My work on Michael Jackson was borne of my wider interest in musical biography (the subject of my doctoral dissertation), which examines how biographies can reveal much information about the values and preoccupations of the authors who wrote them and the reading communities for which they were produced. In much the same way, it is inevitable that a reader – or listener, or viewer – will bring their pre-existing knowledge of an artist’s biography to bear on their interpretation of that artist’s output. How can we not think of the controversies surrounding Jackson’s fading skin pigmentation when we hear him sing ‘it don’t matter if you’re black or white’, or of those serious allegations (never proven) of child sex crimes when we see children prominent in his music videos? One facet of my research on musical biography investigates the relationship between a subject’s life and their works, and that’s the reason I was drawn to studying Jackson in the first place: it would be difficult to name an artist whose output is more widely consumed, and whose biography (including its highly controversial aspects) is more widely known.
As an academic who researches and teaches music, do you feel a responsibility to bring the focus back to the musical output of artists who may have had a controversial past or led an unconventional lifestyle?
Without wishing to overlook or obfuscate the seriousness of some of the controversies with which artists have been associated, I do believe that researchers have a responsibility to contribute to public discourses according to their disciplinary specialisms – for instance, in my case, shedding some uniquely musicological light on Jackson’s musical output where little previously existed. Given the research-led nature of much university teaching, mine was a study that benefited from being cultivated in the crucible of the classroom; and one of the most thought-provoking challenges I have ever received came from a student who remarked that claims about academia’s social responsibility may be well-meaning, but they are compromised by the extent to which views set forth in scholarly monographs reach widespread public audiences in reality. It was truly heartening to be able to respond that in the new era of open access, academic research is more widely disseminated than ever before – and that my article on Jackson was freely available online. It is even more reassuring to be able to track downloads and confirm that others are indeed engaging with my work!

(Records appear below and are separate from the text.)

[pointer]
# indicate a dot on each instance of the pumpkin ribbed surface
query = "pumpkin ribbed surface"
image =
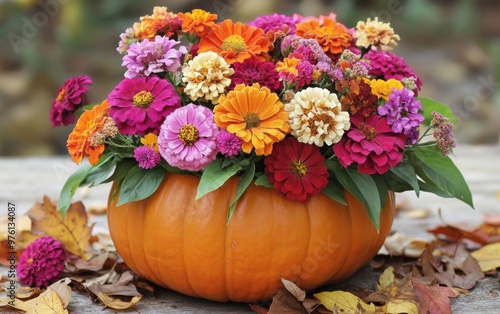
(185, 245)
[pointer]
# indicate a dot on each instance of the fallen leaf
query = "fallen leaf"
(72, 231)
(433, 299)
(488, 256)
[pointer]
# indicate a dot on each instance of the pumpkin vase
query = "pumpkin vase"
(186, 245)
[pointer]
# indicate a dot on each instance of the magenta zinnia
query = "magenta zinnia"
(41, 263)
(297, 170)
(371, 144)
(139, 106)
(187, 138)
(70, 97)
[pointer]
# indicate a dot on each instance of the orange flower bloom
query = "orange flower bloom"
(332, 36)
(235, 42)
(197, 21)
(86, 138)
(255, 115)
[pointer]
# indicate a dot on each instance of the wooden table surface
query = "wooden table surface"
(24, 181)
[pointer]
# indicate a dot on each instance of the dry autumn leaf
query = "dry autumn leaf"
(72, 231)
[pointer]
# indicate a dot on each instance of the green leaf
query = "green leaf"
(214, 176)
(69, 188)
(262, 180)
(243, 183)
(139, 184)
(436, 169)
(431, 105)
(404, 171)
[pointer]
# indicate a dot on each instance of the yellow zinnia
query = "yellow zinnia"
(255, 115)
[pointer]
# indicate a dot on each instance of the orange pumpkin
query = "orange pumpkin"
(185, 244)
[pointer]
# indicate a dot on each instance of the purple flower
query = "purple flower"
(140, 105)
(187, 138)
(254, 71)
(402, 111)
(147, 57)
(41, 263)
(228, 143)
(70, 97)
(389, 66)
(146, 157)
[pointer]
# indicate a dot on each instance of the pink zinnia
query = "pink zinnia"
(41, 263)
(70, 97)
(139, 106)
(146, 157)
(187, 138)
(371, 144)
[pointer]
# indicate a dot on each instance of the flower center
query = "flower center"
(188, 134)
(143, 99)
(369, 131)
(234, 42)
(299, 168)
(252, 120)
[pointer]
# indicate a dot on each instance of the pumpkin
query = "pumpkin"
(185, 244)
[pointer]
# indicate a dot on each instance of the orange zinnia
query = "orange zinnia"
(332, 36)
(235, 42)
(82, 140)
(255, 115)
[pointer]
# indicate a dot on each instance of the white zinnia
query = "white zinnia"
(207, 77)
(316, 117)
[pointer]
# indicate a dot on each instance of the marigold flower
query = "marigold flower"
(235, 42)
(296, 170)
(333, 37)
(207, 77)
(316, 117)
(87, 137)
(41, 263)
(197, 21)
(255, 115)
(375, 33)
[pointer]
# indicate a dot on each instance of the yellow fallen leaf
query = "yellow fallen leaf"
(344, 302)
(488, 256)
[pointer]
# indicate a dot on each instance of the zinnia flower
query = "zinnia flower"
(147, 57)
(140, 105)
(70, 97)
(89, 133)
(296, 170)
(333, 37)
(207, 77)
(41, 263)
(316, 117)
(146, 157)
(187, 138)
(235, 42)
(255, 115)
(371, 144)
(375, 33)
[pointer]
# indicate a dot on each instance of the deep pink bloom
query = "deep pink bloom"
(146, 157)
(41, 263)
(187, 138)
(139, 106)
(297, 170)
(371, 144)
(70, 97)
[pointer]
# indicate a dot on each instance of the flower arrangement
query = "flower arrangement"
(302, 105)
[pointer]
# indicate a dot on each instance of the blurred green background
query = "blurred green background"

Your range of research is very broad, covering Music for Television, Musical Theatre, Historical Musicology, and many other subjects. Could you tell us about a particularly innovative or interesting way you have seen music used either by a director or performer during your research?
I’m teaching a class on Musical Theatre at the moment, and several recent examples of innovative or interesting uses of music spring immediately to mind. In the 2012 film adaptation of Les Misérables, director Tom Hooper opted to record the cast’s singing live during filming wherever possible. While this was by no means the first time ever that live vocals on film had been attempted, the sheer scope of activity of the film’s sound department, coupled to the use of live piano accompaniment on set, meant that Les Misérables broke much new ground. I remember seeing the film at the cinema on the day of the première and thinking that the sense it gave of the actors’ physicality – that the characters onscreen were genuinely singing – could be extraordinarily persuasive. Let’s hope that others will follow Hooper’s lead in future film productions of musical theatre works.

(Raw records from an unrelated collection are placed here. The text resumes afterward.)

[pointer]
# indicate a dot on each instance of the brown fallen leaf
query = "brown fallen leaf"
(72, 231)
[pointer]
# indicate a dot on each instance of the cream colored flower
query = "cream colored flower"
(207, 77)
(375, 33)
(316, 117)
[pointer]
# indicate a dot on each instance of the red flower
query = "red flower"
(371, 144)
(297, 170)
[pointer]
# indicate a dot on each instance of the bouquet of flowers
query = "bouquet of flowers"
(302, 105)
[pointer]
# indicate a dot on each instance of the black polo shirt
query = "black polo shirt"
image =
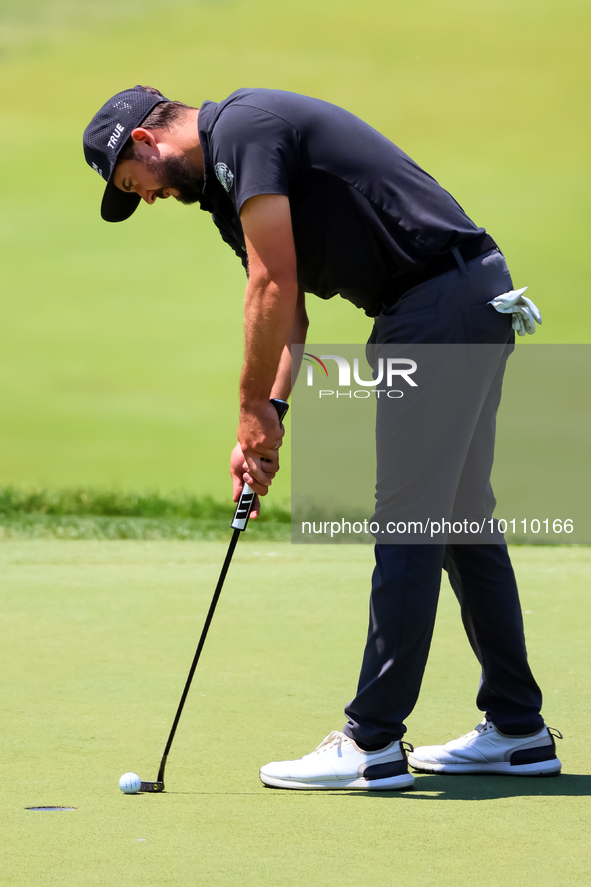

The world of musical film has also recently been taken by storm by Disney’s Frozen, and particularly by the ubiquitous song ‘Let It Go’ – a subject on which I contributed expert comment to an article published last December in The Telegraph. Disney seemed to dominate the arena of film song in the early 1990s and it would be great to think that Frozen might herald a return to the era that saw Disney receive five Academy Awards for Best Original Song in the space of seven years between The Little Mermaid and Pocahontas. Finally, I might mention Andrew Lloyd Webber’s revolutionary adoption of the television talent discovery show format as a means of casting principals for revivals of shows including The Sound of Music, Joseph and the Amazing Technicolor Dreamcoat, Oliver!, The Wizard of Oz, and Jesus Christ Superstar. Some of my thoughts on that fascinating phenomenon are already available on Surrey Research Insight.

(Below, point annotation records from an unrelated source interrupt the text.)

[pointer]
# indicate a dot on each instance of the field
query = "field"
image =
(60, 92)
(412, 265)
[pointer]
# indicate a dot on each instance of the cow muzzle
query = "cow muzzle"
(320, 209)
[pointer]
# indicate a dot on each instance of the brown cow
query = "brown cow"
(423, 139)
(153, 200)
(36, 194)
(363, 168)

Would you be able to tell us what you are currently researching?
You’ve already mentioned the broad-ranging nature of my research activity, so it may not altogether come as a surprise when I say that I’m currently working on two projects in completely different areas! One is an essay on eighteenth-century literature, focussing on aspects of the role played by music the early novels of Samuel Richardson and Frances Burney, together with a glimpse forward to Jane Austen’s works of fiction. The other is a journal article on student evaluation of teaching, which seeks to establish students’ perspectives on the standardised module evaluation surveys that have become prevalent at many UK universities in recent years. In the medium term I’m also preparing a monograph on musical biography, focussing on the original incarnation of the renowned Master Musicians biographical series, so I remain very much active within my primary area of research specialism as well.